Residents attended a test session during the final week of a
light call rotation (non–post-call) and during the final week of a heavy call
rotation (post-call). At each session, they underwent a 60-minute test battery
(light and heavy call conditions), ingested either alcohol (light call with
alcohol condition) or placebo (heavy call with placebo condition), and repeated
the test battery. Performance self-evaluations followed each test.
Main Outcome Measures
Sustained attention, vigilance, and simulated driving
performance measures; and self-report sleepiness, performance, and effort
Participants achieved the target blood alcohol concentration.

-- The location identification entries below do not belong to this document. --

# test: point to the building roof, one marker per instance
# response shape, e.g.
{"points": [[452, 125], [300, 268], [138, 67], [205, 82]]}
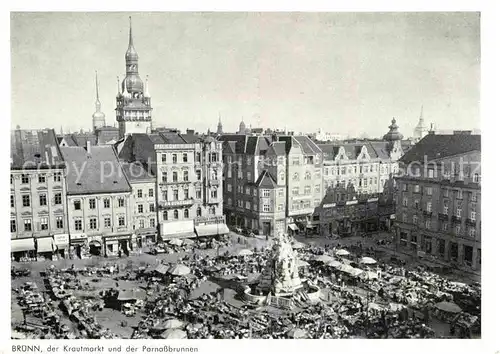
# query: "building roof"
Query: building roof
{"points": [[97, 171], [266, 180], [138, 172], [433, 147], [35, 146]]}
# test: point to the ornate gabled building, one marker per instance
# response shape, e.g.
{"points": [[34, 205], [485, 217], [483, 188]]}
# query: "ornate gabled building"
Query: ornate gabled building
{"points": [[133, 102]]}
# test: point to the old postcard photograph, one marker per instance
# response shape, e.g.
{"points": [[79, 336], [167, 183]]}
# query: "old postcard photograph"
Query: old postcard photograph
{"points": [[245, 175]]}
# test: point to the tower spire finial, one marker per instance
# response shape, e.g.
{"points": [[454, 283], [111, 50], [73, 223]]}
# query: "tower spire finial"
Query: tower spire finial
{"points": [[96, 87], [130, 40]]}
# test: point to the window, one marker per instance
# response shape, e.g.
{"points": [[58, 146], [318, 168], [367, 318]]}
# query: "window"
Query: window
{"points": [[93, 224], [27, 224], [26, 200], [42, 199]]}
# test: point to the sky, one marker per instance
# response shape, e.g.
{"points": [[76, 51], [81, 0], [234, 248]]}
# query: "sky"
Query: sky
{"points": [[346, 73]]}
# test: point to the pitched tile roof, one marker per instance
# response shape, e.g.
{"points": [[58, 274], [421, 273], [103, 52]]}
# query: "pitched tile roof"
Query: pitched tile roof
{"points": [[440, 146], [266, 180], [96, 172]]}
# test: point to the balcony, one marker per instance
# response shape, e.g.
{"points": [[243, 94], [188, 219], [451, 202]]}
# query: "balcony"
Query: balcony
{"points": [[470, 222], [442, 216], [456, 219], [175, 203]]}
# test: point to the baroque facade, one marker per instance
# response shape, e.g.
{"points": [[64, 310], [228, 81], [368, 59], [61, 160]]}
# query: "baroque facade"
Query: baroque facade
{"points": [[439, 198]]}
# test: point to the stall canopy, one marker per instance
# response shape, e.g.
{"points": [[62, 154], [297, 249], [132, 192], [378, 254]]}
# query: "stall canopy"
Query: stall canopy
{"points": [[211, 230], [45, 244], [22, 245]]}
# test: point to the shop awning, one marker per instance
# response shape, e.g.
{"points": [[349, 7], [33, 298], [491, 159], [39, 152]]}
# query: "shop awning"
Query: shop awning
{"points": [[45, 244], [22, 245], [211, 230], [179, 236]]}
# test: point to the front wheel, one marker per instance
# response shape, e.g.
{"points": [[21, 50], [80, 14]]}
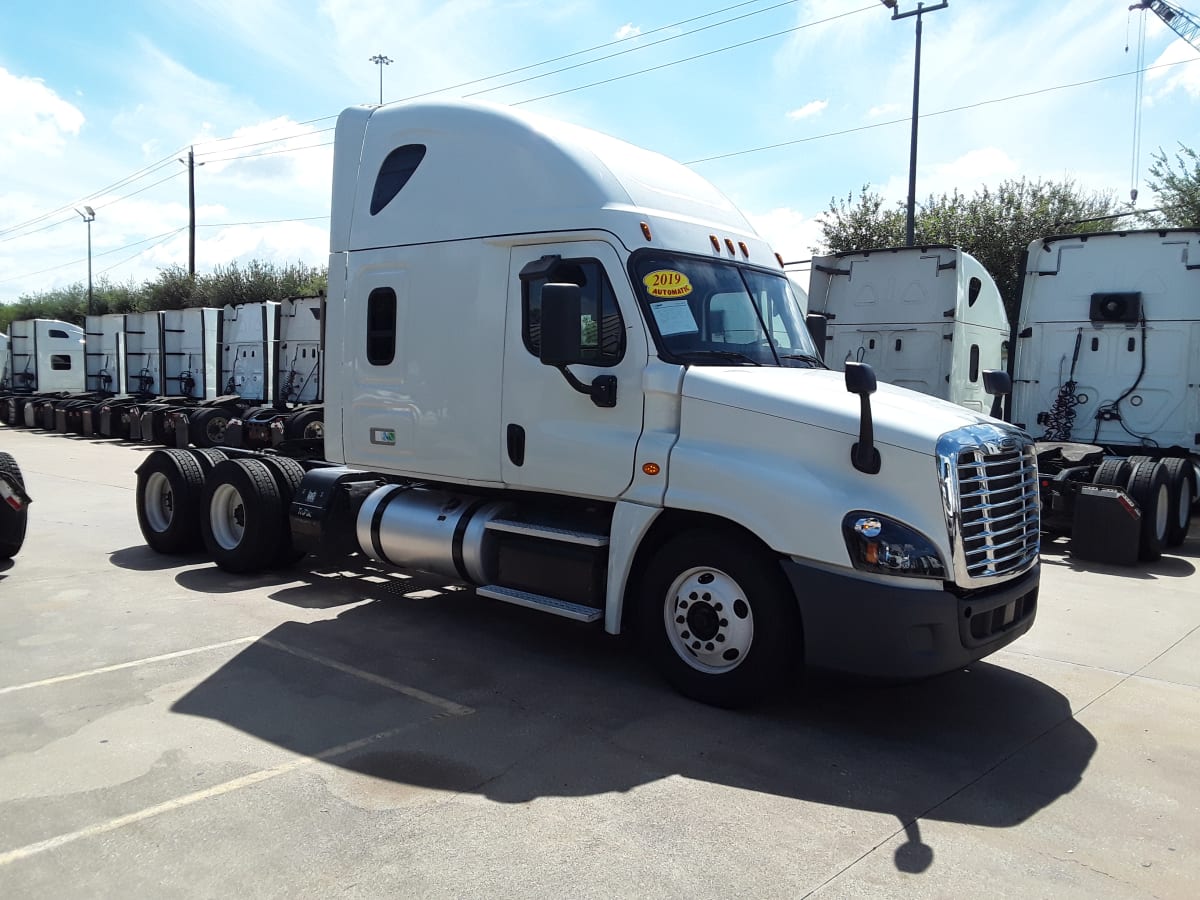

Compared with light call, heavy call reaction times were 7% slower (242.5 vs
225.9 milliseconds, P<.001); commission errors were 40% higher (38.2% vs 27.2%,
P<.001); and lane variability (7.0 vs 5.5 ft, P<.001) and speed variability (4.1
vs 2.4 mph, P<.001) on the driving simulator were 27% and 71% greater,
respectively. Speed variability was 29% greater in heavy call with placebo than
light call with alcohol (4.2 vs 3.2 mph, P = .01), and reaction time, lapses,
omission errors, and off-roads were not different. Correlation between
self-assessed and actual performance under heavy call was significant for
commission errors (r = –0.45, P = .01), lane variability (r = –0.76, P<.001),
and speed variability (r = –0.71, P<.001), but not for reaction time.
Post-call performance impairment during a heavy call rotation is
comparable with impairment associated with a 0.04 to 0.05 g% blood alcohol
concentration during a light call rotation, as measured by sustained attention,
vigilance, and simulated driving tasks. Residents’ ability to judge this
impairment may be limited and task-specific.